I wiped at my face without thinking about it, without realizing that my eyes had started tearing up at some point. In anger, mostly. Maybe a little in frustration.

I had gone through a phase early on after my magic had presented itself, where I’d been scared of myself. That had been the only real, genuine fear I’d ever known—other than the incidents with someone trying to take Duncan. But there was something almost terrifying about feeling helpless, and that’s the effect the voice talking to me had. It told me that this person was strong enough to communicate with me while I was unconscious, to get into not just my head, but Henri’s too. It was almost unfathomable. If they could do that, what else were they capable of? I’d heard stories. How the oldest magical beings, the ones who had been there at the beginning when the meteor fell, how much more potent their gifts were. How they were the gods we still knew about from the oldest tales.

Just because their followers stopped writing their stories doesn’t mean their books were finished, my mom had told me once. It only means we got to see some of their chapters.

Something big moved through the forest as the small, wrinkled faces scrunched up even more as the gnomes stared at me in silence. Then each one reached a hand through the knot in the wood and placed a cool palm on the part of my leg closest to them. “There is no excuse for abandoning a child. Your pain and hurt is not unfounded.”

I wanted to argue that it wasn’t pain I felt but anger. Annoyance. Frustration. The ugly stuff, but before I could, the gnomes kept going, ignoring the sounds of heavy weight crashing over leaves and debris.

“All will be well, child,” one of the gnomes predicted. “There is nothing to fear. The old one may anger, but the dreamer has returned.”

What did that even mean?

Before I could get another word out, they were gone… and where their faces had been, bark had replaced the spot.

The sound I’d heard approaching from a distance came to a stop behind me, deep breaths filling the silence. I whipped around and stared up at the colossal wolf standing so close I could count his eyelashes. The dark creature dipped his head and snuffled against my throat, all warm comfort and sharp teeth I didn’t fear.
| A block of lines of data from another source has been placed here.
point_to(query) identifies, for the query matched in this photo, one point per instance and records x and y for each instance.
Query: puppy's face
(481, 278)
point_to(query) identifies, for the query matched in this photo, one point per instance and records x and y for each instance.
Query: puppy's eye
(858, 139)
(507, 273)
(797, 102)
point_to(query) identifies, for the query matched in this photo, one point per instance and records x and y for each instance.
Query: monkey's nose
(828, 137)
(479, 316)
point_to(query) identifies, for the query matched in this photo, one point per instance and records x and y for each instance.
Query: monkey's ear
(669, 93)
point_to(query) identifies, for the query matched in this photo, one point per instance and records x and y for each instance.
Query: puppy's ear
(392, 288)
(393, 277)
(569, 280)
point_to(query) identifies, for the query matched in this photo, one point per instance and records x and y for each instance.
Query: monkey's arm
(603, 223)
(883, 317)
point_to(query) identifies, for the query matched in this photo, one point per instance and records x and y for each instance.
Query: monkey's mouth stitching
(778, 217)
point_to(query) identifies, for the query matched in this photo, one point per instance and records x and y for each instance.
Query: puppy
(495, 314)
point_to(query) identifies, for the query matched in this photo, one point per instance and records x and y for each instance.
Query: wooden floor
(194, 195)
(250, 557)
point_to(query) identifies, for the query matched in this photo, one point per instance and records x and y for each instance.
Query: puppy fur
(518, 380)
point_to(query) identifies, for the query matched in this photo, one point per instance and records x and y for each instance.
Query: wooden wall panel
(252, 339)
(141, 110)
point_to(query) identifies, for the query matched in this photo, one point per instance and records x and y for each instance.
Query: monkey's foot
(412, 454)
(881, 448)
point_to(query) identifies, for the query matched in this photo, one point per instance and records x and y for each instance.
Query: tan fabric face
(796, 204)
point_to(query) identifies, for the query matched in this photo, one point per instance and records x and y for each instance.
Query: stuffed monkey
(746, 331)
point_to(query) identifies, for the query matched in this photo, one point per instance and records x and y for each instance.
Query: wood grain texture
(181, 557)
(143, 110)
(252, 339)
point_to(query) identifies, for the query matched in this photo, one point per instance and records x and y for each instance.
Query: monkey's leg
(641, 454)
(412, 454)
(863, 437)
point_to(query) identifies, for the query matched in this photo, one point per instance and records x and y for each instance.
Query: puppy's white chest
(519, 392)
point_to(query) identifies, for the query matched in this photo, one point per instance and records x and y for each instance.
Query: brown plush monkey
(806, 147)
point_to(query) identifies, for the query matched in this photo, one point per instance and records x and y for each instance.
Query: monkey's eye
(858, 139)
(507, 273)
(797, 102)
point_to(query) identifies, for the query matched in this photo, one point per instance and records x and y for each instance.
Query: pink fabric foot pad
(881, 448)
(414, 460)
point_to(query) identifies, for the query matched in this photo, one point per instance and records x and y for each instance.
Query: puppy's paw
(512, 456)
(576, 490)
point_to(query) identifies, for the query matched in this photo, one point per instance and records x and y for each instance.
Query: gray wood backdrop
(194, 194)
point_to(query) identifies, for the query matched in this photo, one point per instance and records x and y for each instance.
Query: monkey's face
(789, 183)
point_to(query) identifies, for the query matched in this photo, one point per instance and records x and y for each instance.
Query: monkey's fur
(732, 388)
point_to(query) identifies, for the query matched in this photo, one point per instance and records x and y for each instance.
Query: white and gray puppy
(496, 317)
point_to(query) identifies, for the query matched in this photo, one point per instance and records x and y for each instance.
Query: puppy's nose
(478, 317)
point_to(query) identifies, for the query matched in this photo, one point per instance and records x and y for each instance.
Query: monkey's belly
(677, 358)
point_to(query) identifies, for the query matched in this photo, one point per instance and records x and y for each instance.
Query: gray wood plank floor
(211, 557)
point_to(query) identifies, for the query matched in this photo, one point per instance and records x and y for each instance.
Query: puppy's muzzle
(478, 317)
I threw my arms around his neck.

I hugged Wolf Henri so tight. So freaking tight. Because maybe he didn’t want to marry me, but he’d said I was one of his people.

And right then, I needed a hug more than I needed anything else.

I leaned into him and pressed my forehead to the side of his snout, right beneath his eye. Grateful for this. Grateful for him. This had to be what hugging a bear felt like, or the equivalent of a land shark.

He didn’t have to be out here. He hadn’t needed to comfort me earlier or now. He hadn’t even needed to roll out of bed.

But he had because he was that kind of person.

And dang it, this wasn’t the time to think of just how much I liked him, but I did. I liked him so much. Everything about him. The physical part was the smallest factor of it all.

Henri, bless his soul, didn’t deny me anything. I clung, and he let me. I sucked up his strength, and he said it was fine.

What might have been five minutes or ten went by before his body changed. Fur and muscles turned into smooth skin covered with a touch of body hair. Arms wrapped themselves around my back. Face to chest, hips to legs, that strong hand palmed the back of my head, holding my cheek to him in what I might call tenderness.

I hadn’t planned on saying it, on telling him, but apparently some part of my conscience decided it was a good idea to blurt it out, not even trying to be easygoing or funny about it. “I don’t know what it is about you, Fluff, but you make me feel safe.” I cuddled him closer. “I know you won’t rip any spines out for me, but it’s still nice.” I moved my cheek just enough to feel the crisp hair on his pecs slide across my face. “Thank you for this.”